Exact sequences of tensor categories

TL;DR

This paper introduces the concept of exact sequences in tensor categories, generalizing classical algebraic structures, and provides classification results and applications to fusion categories and group representations.

Contribution

It defines normal tensor functors and exact sequences of tensor categories, linking them to Hopf monads and commutative algebras, extending classical algebraic notions.

Findings

Classifies exact sequences of tensor categories via Hopf monads and commutative algebras.

Shows that certain dominant tensor functors are equivalent to module categories over commutative algebras.

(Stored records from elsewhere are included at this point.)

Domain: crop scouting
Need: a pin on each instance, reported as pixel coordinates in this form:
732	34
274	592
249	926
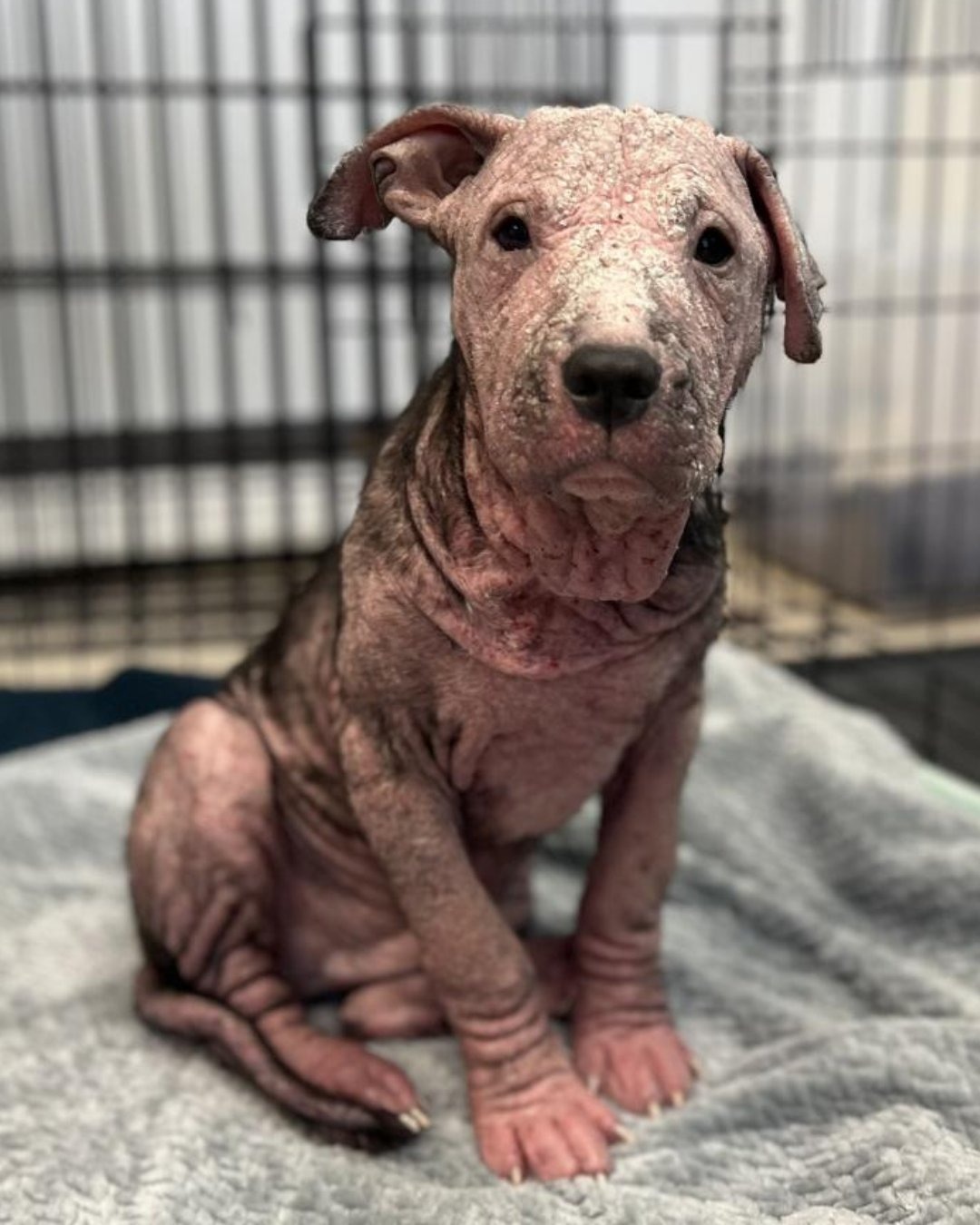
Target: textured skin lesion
516	620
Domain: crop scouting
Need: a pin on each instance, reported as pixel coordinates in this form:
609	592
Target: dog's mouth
608	479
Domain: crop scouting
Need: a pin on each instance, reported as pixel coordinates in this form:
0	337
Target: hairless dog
516	620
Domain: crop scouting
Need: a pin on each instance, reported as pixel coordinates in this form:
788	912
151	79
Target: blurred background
190	386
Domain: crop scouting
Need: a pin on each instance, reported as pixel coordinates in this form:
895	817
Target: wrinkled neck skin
528	583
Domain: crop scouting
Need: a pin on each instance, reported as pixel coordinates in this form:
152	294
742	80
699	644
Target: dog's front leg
625	1043
531	1112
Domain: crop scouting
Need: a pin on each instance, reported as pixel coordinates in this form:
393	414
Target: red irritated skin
514	622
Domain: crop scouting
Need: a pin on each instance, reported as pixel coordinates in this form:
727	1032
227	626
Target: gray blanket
821	942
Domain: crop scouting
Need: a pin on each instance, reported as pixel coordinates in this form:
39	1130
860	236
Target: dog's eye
512	234
713	248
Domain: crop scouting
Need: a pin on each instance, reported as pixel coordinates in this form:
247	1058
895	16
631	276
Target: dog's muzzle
610	384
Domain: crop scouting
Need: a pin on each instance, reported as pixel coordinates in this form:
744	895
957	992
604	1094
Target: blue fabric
30	717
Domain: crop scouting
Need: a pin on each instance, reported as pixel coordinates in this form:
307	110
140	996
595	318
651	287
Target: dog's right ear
406	169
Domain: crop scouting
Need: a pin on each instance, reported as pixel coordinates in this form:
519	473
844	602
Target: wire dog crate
191	387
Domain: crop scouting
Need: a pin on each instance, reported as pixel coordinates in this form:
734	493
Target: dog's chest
529	753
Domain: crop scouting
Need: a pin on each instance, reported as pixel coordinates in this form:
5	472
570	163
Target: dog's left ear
798	279
406	169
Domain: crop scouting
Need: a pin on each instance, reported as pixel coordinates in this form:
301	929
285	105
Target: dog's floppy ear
406	169
798	279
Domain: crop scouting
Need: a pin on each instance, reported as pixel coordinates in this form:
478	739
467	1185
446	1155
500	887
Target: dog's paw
557	1130
641	1067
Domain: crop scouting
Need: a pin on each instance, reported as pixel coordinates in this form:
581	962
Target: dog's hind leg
203	860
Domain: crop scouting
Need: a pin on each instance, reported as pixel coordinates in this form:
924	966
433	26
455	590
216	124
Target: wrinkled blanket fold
822	947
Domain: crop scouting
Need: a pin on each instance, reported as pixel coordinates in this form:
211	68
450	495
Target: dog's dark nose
610	384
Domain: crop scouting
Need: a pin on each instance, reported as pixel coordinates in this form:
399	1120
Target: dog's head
612	275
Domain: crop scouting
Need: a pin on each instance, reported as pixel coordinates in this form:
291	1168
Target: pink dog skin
514	622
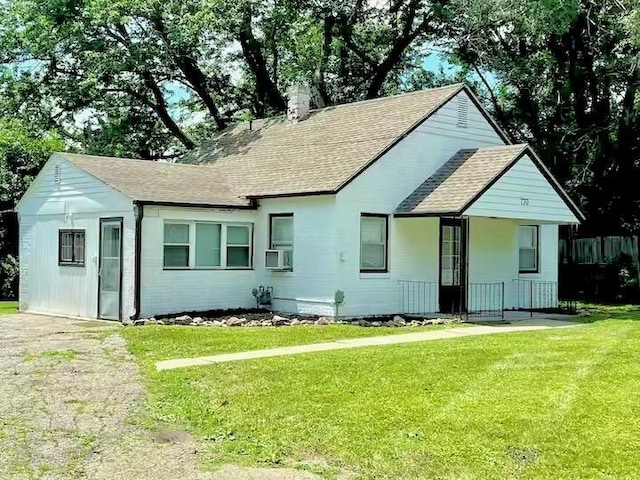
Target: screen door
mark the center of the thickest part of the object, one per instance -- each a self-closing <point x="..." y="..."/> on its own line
<point x="110" y="278"/>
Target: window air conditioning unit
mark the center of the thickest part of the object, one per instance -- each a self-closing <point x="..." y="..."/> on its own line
<point x="274" y="260"/>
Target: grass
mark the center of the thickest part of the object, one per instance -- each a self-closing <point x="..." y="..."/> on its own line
<point x="545" y="404"/>
<point x="152" y="343"/>
<point x="8" y="307"/>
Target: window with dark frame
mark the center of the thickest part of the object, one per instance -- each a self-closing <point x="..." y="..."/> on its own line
<point x="207" y="245"/>
<point x="281" y="236"/>
<point x="528" y="248"/>
<point x="374" y="238"/>
<point x="71" y="247"/>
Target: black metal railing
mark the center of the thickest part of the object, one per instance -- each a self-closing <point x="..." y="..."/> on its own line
<point x="418" y="298"/>
<point x="480" y="299"/>
<point x="541" y="296"/>
<point x="486" y="300"/>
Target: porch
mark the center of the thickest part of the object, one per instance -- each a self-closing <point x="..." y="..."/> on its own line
<point x="488" y="301"/>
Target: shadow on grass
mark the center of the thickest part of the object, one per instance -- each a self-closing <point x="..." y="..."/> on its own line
<point x="591" y="312"/>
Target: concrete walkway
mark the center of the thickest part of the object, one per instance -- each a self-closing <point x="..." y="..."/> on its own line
<point x="392" y="339"/>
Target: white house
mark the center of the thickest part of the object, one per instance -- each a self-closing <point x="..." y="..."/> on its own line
<point x="415" y="203"/>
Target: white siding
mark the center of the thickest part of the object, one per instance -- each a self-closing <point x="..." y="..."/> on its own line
<point x="413" y="243"/>
<point x="78" y="201"/>
<point x="493" y="263"/>
<point x="311" y="286"/>
<point x="523" y="193"/>
<point x="172" y="291"/>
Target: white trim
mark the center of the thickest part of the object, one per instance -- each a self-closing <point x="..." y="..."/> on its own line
<point x="223" y="244"/>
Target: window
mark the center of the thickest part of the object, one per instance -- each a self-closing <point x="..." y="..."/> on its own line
<point x="282" y="236"/>
<point x="206" y="245"/>
<point x="373" y="243"/>
<point x="71" y="247"/>
<point x="528" y="243"/>
<point x="238" y="246"/>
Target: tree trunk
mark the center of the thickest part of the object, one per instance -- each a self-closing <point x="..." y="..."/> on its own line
<point x="268" y="93"/>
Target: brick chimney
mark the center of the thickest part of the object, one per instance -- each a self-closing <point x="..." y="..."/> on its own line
<point x="298" y="105"/>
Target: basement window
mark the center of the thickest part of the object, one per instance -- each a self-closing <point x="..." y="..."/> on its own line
<point x="71" y="247"/>
<point x="281" y="236"/>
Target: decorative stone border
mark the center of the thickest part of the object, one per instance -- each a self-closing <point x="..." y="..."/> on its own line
<point x="280" y="321"/>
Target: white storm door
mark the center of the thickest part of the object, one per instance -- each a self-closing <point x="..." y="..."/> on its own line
<point x="110" y="278"/>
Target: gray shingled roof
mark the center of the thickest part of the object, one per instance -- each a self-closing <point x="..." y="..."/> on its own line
<point x="460" y="180"/>
<point x="274" y="157"/>
<point x="148" y="181"/>
<point x="320" y="153"/>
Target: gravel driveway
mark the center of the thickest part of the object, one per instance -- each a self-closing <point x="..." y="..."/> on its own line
<point x="69" y="397"/>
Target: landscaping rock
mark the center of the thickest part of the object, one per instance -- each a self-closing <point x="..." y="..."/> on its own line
<point x="183" y="320"/>
<point x="236" y="322"/>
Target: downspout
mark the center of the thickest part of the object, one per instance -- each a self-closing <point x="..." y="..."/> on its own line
<point x="139" y="213"/>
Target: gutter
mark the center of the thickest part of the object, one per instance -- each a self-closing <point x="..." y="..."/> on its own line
<point x="138" y="260"/>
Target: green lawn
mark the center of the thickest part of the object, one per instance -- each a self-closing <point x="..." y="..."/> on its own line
<point x="8" y="307"/>
<point x="545" y="404"/>
<point x="152" y="343"/>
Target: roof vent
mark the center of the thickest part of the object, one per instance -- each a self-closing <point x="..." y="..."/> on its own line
<point x="57" y="173"/>
<point x="298" y="105"/>
<point x="463" y="112"/>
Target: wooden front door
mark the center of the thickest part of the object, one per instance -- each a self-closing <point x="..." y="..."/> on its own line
<point x="453" y="265"/>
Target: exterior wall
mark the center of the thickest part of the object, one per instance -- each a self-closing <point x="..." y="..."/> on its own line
<point x="493" y="259"/>
<point x="413" y="243"/>
<point x="543" y="286"/>
<point x="310" y="287"/>
<point x="78" y="201"/>
<point x="523" y="193"/>
<point x="173" y="291"/>
<point x="493" y="263"/>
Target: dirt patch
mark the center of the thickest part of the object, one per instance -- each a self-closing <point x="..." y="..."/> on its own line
<point x="71" y="416"/>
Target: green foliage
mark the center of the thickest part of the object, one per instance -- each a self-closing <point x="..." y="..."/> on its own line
<point x="564" y="76"/>
<point x="22" y="153"/>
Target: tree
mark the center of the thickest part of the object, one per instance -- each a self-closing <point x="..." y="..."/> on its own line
<point x="22" y="154"/>
<point x="563" y="76"/>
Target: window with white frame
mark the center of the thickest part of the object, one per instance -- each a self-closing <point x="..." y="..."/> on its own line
<point x="373" y="243"/>
<point x="282" y="236"/>
<point x="528" y="248"/>
<point x="207" y="245"/>
<point x="71" y="247"/>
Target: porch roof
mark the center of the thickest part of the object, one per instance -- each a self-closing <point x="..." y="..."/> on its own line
<point x="466" y="176"/>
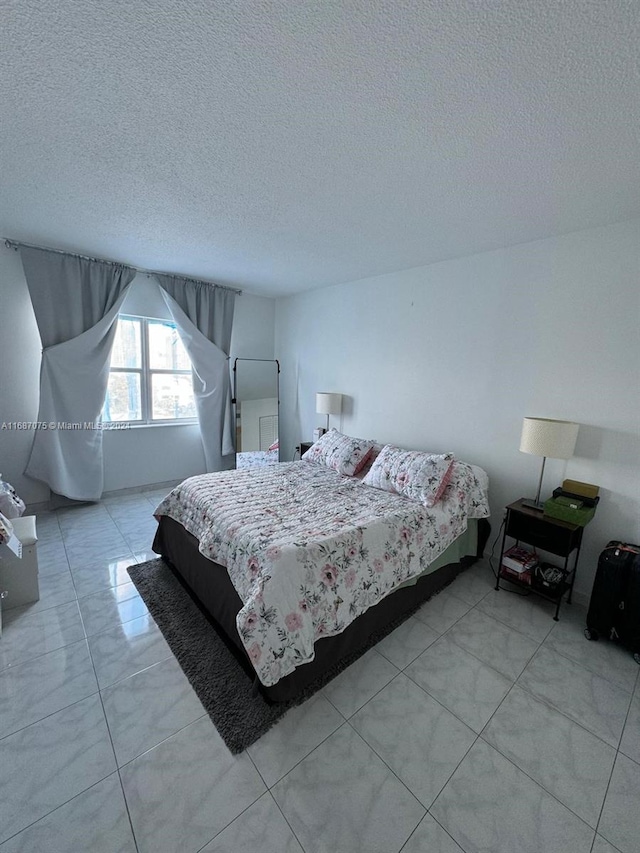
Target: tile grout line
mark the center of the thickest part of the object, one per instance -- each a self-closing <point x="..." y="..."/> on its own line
<point x="615" y="761"/>
<point x="113" y="749"/>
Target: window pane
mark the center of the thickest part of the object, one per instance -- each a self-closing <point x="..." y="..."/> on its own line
<point x="127" y="348"/>
<point x="166" y="350"/>
<point x="123" y="402"/>
<point x="172" y="396"/>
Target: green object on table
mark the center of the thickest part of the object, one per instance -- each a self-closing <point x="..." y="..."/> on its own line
<point x="557" y="508"/>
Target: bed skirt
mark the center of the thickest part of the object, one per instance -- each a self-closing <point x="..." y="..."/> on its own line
<point x="211" y="587"/>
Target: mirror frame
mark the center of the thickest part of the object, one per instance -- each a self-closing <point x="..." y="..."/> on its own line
<point x="234" y="399"/>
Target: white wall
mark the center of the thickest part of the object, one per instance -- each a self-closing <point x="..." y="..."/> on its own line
<point x="136" y="457"/>
<point x="454" y="355"/>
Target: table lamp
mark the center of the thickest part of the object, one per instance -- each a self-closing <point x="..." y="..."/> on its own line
<point x="547" y="438"/>
<point x="328" y="404"/>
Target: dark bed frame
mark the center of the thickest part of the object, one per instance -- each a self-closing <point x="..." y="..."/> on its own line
<point x="210" y="585"/>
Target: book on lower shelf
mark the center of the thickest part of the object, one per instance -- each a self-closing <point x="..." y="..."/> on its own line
<point x="519" y="560"/>
<point x="519" y="577"/>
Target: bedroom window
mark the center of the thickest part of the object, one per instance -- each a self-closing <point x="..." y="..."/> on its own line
<point x="150" y="374"/>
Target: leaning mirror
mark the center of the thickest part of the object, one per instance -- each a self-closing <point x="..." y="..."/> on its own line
<point x="256" y="395"/>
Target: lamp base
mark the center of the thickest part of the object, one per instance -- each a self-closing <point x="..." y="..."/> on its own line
<point x="531" y="504"/>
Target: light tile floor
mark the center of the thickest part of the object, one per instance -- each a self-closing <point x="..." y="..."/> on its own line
<point x="479" y="725"/>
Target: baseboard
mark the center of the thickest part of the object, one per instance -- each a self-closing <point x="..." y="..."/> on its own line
<point x="46" y="506"/>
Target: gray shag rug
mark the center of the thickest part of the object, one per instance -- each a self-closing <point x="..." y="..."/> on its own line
<point x="238" y="711"/>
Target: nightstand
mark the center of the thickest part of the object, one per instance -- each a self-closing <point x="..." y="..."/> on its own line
<point x="560" y="538"/>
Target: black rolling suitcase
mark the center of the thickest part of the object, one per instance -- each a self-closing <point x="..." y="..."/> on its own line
<point x="614" y="610"/>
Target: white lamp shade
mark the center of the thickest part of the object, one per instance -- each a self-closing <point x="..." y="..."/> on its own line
<point x="328" y="404"/>
<point x="547" y="437"/>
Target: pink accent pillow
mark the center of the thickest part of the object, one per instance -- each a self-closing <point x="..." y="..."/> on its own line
<point x="344" y="454"/>
<point x="419" y="476"/>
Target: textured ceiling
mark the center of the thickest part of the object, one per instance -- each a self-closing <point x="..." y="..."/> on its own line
<point x="280" y="146"/>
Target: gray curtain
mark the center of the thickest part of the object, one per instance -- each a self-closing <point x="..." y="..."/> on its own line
<point x="76" y="302"/>
<point x="203" y="314"/>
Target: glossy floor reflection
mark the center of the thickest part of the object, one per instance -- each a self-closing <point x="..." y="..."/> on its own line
<point x="479" y="725"/>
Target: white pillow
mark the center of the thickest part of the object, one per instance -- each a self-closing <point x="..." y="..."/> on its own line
<point x="343" y="453"/>
<point x="419" y="476"/>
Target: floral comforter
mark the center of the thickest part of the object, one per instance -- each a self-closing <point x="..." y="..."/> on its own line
<point x="309" y="550"/>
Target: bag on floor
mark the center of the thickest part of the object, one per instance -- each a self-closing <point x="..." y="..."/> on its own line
<point x="11" y="506"/>
<point x="614" y="610"/>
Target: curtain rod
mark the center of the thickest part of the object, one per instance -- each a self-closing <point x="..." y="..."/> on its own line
<point x="15" y="244"/>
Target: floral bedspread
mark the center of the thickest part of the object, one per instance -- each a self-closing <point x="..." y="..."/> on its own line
<point x="308" y="550"/>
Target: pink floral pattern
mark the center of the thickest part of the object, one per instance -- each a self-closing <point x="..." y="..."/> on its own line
<point x="344" y="454"/>
<point x="420" y="476"/>
<point x="309" y="550"/>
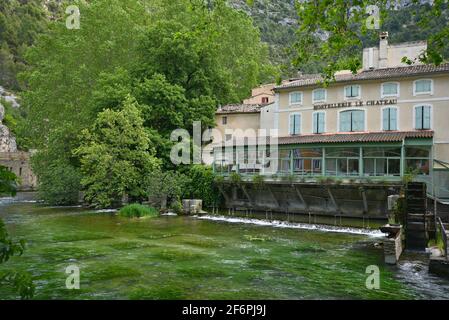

Proves that odd square-free braided fusion categories are group-theoretical.

Abstract

We introduce the notions of normal tensor functor and exact sequence of tensor categories. We show that exact sequences of tensor categories generalize strictly exact sequences of Hopf algebras as defined by Schneider, and in particular, exact sequences of (finite) groups. We classify exact sequences of tensor categories C' -> C -> C'' (such that C' is finite) in terms of normal faithful Hopf monads on C'' and also, in terms of self-trivializing commutative algebras in the center of C. More generally, we show that, given any dominant tensor functor C -> D admitting an exact (right or left) adjoint there exists a canonical commutative algebra A in the center of C such that F is tensor equivalent to the free module functor C -> mod_C A, where mod_C A denotes the category of A-modules in C endowed with a monoidal structure defined using the half-braiding of A. We re-interpret equivariantization under a finite group action on a tensor category and, in particular, the modularization construction, in terms of exact sequences, Hopf monads and commutative central algebras. As an application, we prove that a braided fusion category whose dimension is odd and square-free is equivalent, as a fusion category, to the representation category of a group.